In vitro wheat flour and gluten digestion and R5 Competitive ELISA immunoassay
For quantification of celiac patients’ toxic epitopes present in wheat flour and gluten, original and derivatised with L-lysine ethyl ester or n-butylamine, the commercial product RIDASCREEN® Gliadin competitive (R-Biopharm AG, Darmstadt, Germany) was used. This product is based on an enzyme-linked immunosorbent assay (ELISA) with competitive format and the R5 monoclonal antibody, recognizing as core sequences the toxic QQPFP, QQQFP, LQPFP, QLPFP, QLPYP, among others that occur repeatedly in the proteins of gluten. The official standard method for gluten determination according to the Codex Alimentarius is an ELISA which uses the R5 antibody; this requirement is fulfilled by the RIDASCREEN® Gliadin competitive. The format of this competitive assay has the advantage of detecting individual peptide fragments compared to the sandwich ELISA format. The detection limit is 1.36 ppm of gliadin and the quantification limit is 5 ppm of gliadin. In order to avoid potential artefacts due to the possibility of changing the solubility properties of the gliadins and glutenins, either due to the structural changes imposed when modified with the amine- nucleophile or due to cross-linking, the flours and glutens were submitted to a peptic-tryptic digestion process in order to release small peptides soluble in 60% (v/v) ethanol, the extraction solvent used in the R5 kit.

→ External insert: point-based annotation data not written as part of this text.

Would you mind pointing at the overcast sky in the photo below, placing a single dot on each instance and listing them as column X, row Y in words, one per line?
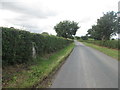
column 42, row 15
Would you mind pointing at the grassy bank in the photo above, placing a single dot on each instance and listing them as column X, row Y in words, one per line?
column 110, row 52
column 42, row 67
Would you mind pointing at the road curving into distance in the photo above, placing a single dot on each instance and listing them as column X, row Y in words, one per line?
column 87, row 68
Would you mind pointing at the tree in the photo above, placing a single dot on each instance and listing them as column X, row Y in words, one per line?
column 66, row 29
column 105, row 28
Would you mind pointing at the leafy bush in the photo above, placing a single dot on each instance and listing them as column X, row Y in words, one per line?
column 17, row 45
column 115, row 44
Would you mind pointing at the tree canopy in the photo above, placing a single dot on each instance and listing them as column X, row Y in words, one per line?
column 66, row 29
column 105, row 28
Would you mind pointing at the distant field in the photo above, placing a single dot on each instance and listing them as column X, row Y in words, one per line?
column 110, row 52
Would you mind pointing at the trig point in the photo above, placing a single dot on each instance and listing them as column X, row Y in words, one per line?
column 119, row 9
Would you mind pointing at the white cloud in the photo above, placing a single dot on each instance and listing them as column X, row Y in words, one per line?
column 43, row 15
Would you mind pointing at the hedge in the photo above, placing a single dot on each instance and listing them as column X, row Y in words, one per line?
column 114, row 44
column 17, row 45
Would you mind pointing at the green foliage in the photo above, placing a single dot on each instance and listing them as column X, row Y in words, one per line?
column 115, row 44
column 84, row 37
column 105, row 28
column 77, row 37
column 17, row 45
column 66, row 29
column 45, row 33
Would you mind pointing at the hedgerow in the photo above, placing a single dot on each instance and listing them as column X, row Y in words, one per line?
column 114, row 44
column 17, row 45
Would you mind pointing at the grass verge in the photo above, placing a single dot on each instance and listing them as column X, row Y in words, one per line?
column 110, row 52
column 39, row 71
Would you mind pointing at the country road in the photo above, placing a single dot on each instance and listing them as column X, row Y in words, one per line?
column 87, row 68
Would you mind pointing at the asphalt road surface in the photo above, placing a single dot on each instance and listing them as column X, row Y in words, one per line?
column 87, row 68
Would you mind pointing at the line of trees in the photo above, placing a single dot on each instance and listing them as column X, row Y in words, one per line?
column 66, row 29
column 106, row 27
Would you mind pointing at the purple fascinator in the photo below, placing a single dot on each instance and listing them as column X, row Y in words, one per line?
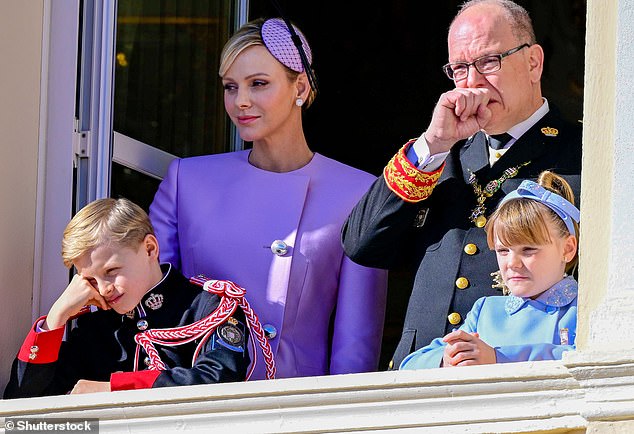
column 277, row 39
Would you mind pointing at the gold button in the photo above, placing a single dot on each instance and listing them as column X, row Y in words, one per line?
column 470, row 249
column 462, row 282
column 454, row 318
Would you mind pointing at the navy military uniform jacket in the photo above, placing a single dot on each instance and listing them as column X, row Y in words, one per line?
column 101, row 346
column 435, row 236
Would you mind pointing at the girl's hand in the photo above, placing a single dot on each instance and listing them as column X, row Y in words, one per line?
column 465, row 349
column 77, row 294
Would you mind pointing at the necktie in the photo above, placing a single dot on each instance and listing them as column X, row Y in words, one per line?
column 498, row 141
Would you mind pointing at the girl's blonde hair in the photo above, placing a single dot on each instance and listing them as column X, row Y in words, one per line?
column 104, row 222
column 249, row 35
column 525, row 221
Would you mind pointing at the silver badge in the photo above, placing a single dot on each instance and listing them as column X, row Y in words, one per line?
column 142, row 324
column 154, row 301
column 231, row 334
column 420, row 218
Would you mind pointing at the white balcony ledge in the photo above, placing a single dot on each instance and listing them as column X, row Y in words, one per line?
column 557, row 396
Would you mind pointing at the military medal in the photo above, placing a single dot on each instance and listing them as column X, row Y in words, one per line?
column 478, row 217
column 154, row 301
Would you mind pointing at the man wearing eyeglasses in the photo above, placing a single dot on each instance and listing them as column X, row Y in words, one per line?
column 490, row 132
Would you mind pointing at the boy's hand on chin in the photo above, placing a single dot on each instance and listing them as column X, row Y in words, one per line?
column 88, row 386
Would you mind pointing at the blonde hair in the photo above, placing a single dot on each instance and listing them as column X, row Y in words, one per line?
column 249, row 35
column 525, row 221
column 102, row 222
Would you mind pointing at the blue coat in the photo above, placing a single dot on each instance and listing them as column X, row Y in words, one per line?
column 520, row 329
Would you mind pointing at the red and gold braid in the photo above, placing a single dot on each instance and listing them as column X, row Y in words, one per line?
column 256, row 329
column 225, row 309
column 406, row 181
column 155, row 360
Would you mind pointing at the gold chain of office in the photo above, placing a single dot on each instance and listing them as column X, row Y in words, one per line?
column 482, row 194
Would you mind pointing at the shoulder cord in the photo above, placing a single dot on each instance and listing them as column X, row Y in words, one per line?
column 231, row 296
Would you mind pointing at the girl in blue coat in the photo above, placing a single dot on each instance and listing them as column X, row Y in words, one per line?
column 534, row 234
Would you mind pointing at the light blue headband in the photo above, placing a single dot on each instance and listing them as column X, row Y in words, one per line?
column 564, row 209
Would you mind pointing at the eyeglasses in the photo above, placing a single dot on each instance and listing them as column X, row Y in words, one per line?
column 484, row 65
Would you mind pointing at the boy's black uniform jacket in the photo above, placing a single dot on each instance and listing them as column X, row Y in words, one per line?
column 102, row 343
column 383, row 231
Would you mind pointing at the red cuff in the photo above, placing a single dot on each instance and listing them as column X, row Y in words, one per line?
column 41, row 347
column 406, row 181
column 133, row 380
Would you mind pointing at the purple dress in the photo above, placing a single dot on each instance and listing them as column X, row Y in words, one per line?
column 219, row 215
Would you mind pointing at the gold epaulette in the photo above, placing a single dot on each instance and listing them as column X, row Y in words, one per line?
column 406, row 181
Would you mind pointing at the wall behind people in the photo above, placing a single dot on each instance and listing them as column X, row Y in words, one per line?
column 19, row 130
column 379, row 69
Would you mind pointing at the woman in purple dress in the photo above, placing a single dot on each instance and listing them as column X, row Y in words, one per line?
column 270, row 218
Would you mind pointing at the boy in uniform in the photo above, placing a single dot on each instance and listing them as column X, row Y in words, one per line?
column 112, row 246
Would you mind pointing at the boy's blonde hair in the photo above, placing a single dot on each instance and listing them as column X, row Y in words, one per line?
column 524, row 220
column 102, row 222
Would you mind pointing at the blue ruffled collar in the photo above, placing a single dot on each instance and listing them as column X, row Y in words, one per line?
column 560, row 294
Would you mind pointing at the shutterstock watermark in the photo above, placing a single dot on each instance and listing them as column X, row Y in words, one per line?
column 50, row 425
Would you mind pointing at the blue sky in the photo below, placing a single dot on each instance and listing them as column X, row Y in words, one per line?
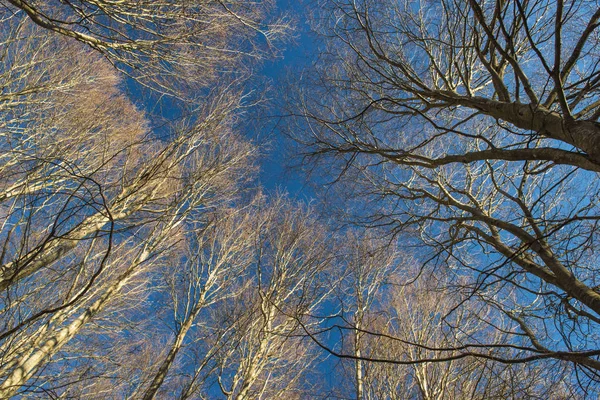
column 296, row 55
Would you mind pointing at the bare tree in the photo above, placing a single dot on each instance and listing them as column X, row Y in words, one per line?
column 97, row 195
column 267, row 355
column 173, row 47
column 475, row 125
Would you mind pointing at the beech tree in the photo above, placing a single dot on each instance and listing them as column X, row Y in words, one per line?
column 98, row 194
column 470, row 128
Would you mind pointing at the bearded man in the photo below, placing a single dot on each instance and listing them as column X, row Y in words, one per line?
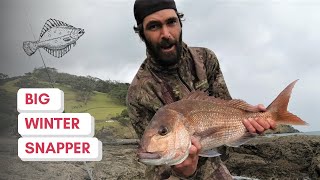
column 171, row 71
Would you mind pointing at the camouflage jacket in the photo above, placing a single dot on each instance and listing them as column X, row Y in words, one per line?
column 154, row 86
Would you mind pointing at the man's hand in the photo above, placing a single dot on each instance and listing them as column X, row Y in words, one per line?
column 259, row 125
column 189, row 166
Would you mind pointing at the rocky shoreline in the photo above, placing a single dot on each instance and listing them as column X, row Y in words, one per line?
column 287, row 157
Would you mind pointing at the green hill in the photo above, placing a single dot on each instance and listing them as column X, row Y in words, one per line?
column 102, row 106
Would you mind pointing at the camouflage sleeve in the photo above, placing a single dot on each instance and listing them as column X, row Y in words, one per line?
column 217, row 84
column 139, row 114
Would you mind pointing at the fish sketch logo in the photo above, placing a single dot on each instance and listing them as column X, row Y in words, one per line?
column 56, row 38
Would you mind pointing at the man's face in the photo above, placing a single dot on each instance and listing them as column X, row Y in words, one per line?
column 162, row 31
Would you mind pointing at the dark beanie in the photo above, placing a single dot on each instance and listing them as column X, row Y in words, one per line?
column 143, row 8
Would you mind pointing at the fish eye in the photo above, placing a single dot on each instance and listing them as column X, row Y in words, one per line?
column 163, row 131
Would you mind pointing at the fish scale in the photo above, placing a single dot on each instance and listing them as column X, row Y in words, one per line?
column 214, row 122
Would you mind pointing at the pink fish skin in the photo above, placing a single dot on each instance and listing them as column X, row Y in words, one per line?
column 213, row 121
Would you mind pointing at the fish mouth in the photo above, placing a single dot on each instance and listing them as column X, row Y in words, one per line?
column 148, row 155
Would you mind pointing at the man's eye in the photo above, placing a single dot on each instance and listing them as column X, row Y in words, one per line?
column 172, row 22
column 153, row 27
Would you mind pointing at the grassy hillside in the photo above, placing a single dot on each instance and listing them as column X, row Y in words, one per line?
column 100, row 105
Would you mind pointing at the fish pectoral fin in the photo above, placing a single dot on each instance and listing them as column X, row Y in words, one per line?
column 67, row 39
column 245, row 138
column 210, row 153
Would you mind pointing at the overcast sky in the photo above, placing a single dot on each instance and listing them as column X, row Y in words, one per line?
column 262, row 45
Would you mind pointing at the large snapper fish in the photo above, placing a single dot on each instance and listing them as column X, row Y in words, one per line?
column 214, row 122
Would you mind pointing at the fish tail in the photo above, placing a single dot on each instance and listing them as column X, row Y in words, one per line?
column 278, row 108
column 30, row 47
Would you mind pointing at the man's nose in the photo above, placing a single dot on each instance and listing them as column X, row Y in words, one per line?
column 165, row 32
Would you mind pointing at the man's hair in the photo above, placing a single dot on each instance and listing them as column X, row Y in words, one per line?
column 139, row 29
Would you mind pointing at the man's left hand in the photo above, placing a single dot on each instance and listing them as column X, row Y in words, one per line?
column 259, row 125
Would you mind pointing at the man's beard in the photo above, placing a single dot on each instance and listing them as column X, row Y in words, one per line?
column 165, row 58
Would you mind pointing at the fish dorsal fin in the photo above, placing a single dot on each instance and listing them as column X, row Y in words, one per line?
column 60, row 52
column 52, row 23
column 245, row 138
column 210, row 153
column 235, row 103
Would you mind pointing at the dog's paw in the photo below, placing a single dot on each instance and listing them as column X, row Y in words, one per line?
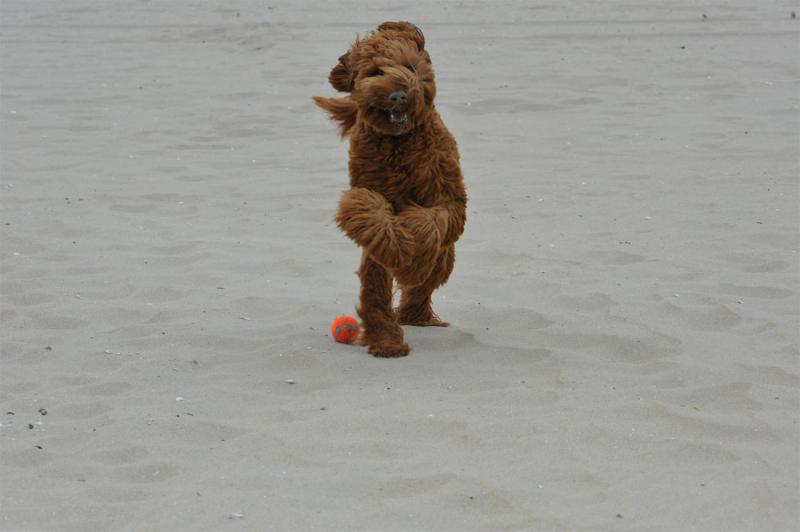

All instructions of RIDASCREEN® Gliadin competitive product were strictly followed and the preparation of the material was done as described by Gessendorfer et al.56. Briefly, wheat flour and gluten, original and derivatised, were dispersed in distilled water at a ratio of 5% (w/v) and the pH was adjusted to 1.8 using a solution of 1 mol/L HCl. Thereafter, 2.5 mg of pepsin (Sigma-Aldrich, Steinheim, Germany) was added to react for four hours under stirring at 37 °C. Subsequently the pH was adjusted to 7.8 with NaOH 1 mol/L and 2.5 mg of trypsin (Sigma-Aldrich, Steinheim, Germany) was added to the mixture to react for other four hours under stirring at 37 °C. Finally, the pH was adjusted to 4.5 with a solution of 1 mol/L HCl and peptic-tryptic digests were centrifuged at 4000 xg for twenty minutes at room temperature. The supernatant was decanted and freeze dried. The dry residue obtained, i.e., peptic-tryptic digests (PT) were solubilized in 60% (v/v) aqueous ethanol as described in the protocol RIDASCREEN® Gliadin competitive for subsequent analysis. Several dilutions changing the standard curve were performed for better quantification of the different samples. n = 2 different experiments (each with four replicates).
Micro-extension tests
In order to study the effect of the chemical modification of wheat flour with mTG alone and in the presence of amine nucleophiles, the rheological properties of the corresponding dough were studied. Gluten and dough are unique from the point of material science due to their complex behaviours. Small and large deformation tests have been used for measuring dough rheological properties, but large deformation tests are more suitable for evaluating their application as food as the measures can be related with its eating quality57. A commonly used large deformation test of dough is extension. It has been shown that resistance to extension of dough is related with its protein quality, along with the presence of specific HMW-GS and high proportions of unextractable protein57, and extension allows a reliable prediction of loaf volume58. Micro-extension tests on dough were performed as previously described58. Briefly, after a resting time of 20 min at 30 °C under a water saturated atmosphere, dough [(flour to water ratio of approximately 1.8 (w/v)] was brushed with paraffin oil, to avoid sample adhesion, and pressed into a Teflon mould pre-warmed to 30 °C, allowed to stand for a further 40 min at 30 °C under a water saturated atmosphere, and then were measured. The Teflon mould and the measuring instrument for dough were the SMS/Kieffer Dough and Gluten Extensibility Rig with the Texture Analyser TA-XT2 (Stable Micro Systems). F+mTG designates the dough prepared using control flour and mTG added (10 U/g of protein) during kneading. Analysis was performed on duplicate.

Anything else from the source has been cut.